1. Implikasi interaksi sosial
Dewey ingin memperlihatkan bahwa kata masyarakat (society) itu bersifat mendua karena
memiliki arti normatif tetapi juga deskriptif, dan memiliki arti de jure tetapi juga arti de facto. Secara normatif dan de jure masyarakat dipandang sebagai
satu kesatuan yang lebih menekankan tujuan luhur, loyalitas pada tujuan
bersama, dan rasa hormat satu dengan yang lainnya. Sebaliknya kalau masyarakat
dipandang secara deskriptif dan de facto
yang ditemukan adalah pluralitas kelompok-kelompok kecil di dalamnya yang
masing-masing sangat berbeda dari sisi baik atau buruk. Di dalamnya terdapat
beragam kelompok bandit, kelompok bisnis, kelompok politik dst.

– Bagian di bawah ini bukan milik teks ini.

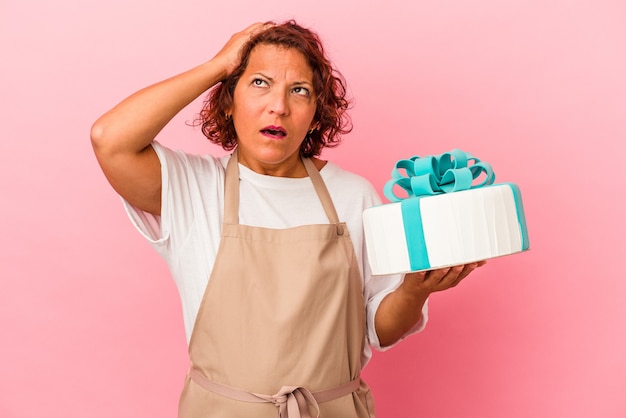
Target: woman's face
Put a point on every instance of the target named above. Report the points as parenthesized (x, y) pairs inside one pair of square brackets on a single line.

Dalam beragam kelompok Dewey melihat bahwa masing-masing
disatukan oleh beberapa minat yang kurang lebih sama yang memungkinkan
terjadinya interaksi dan kerjasama dalam kelompok itu. Ada 2 kriteria yang dikemukakan Dewey untuk menilai suatu kelompok.
a.
Seberapa banyak dan bervariasi minat yang menjadi
perhatian bersama yang memungkinkan masing-masing saling memberi dan menerima?

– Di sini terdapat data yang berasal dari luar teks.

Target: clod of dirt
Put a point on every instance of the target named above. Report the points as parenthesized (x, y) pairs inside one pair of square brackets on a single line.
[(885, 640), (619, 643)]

b. Sejauh mana masing-masing anggota
bebas menjalin relasi dengan kelompok lain?
Dalam suatu
kelompok kriminal dapat dilihat mungkin ada beberapa minat, tetapi minat-minat
itu bisa dikategorikan dalam 1 minat saja, yaitu mencuri. Di samping itu
kelompok ini akan sangat terisolasi dan tidak bebas dalam berinteraksi dengan
kelompok-kelompok masyarakat yang lainnya. Stimulus dan respons yang terjadi
dalam kelompok itu sangatlah berat sebelah. Di situ tidak ada kesempatan yang
sederajad bagi masing-masing anggota untuk saling memberi dan menerima.
Dewey juga
menggolongkan masyarakat yang ditata oleh pemerintahan otoriter yang menindas
sebagai kelompok yang terbatas variasi minat dan relasi bebas dengan berbagai
kelompok lain. Dewey menyitir Plato yang mendefinisikan seorang budak sebagai
orang yang menerima arahan dari orang lain yang mengontrol perilakunya. Situasi
yang sama juga terjadi meski tanpa ada perbudakan eksplisit kalau orang bekerja
di masyarakat tanpa memahami artinya dan tanpa memiliki minat pribadi. Bahkan
berbagai kelompok masyarakat primitif cenderung memandang kelompok asing
sebagai musuh. Demikian juga efisiensi dalam dunia produksi mudah membuat orang
bekerja dalam rutinitas mekanis belaka tanpa minat dan motivasi. Dalam kelompok
atau masyarakat seperti ini kalau ada pendidikan, pendidikan yang terjadi di
dalamnya bisa dipastikan hanya parsial dan timpang.
Dalam
keluarga yang normal terdapat beragam minat: material, intelektual atau
estetis. Di samping itu masing-masing anggota cukup bebas untuk berinteraksi
dengan berbagai kelompok lain seperti sekolah, kelompok bisnis, kelompok budaya
dst. Di sini terdapat beragam minat yang memungkinkan masing-masing anggota
dapat saling memberi dan menerima, serta adanya berbagai kemungkinan kontak
yang bebas dengan berbagai kelompok sosial yang lain. Keragaman stimulus dan
respons dapat menstimulasi perkembangan intelektual yang positif.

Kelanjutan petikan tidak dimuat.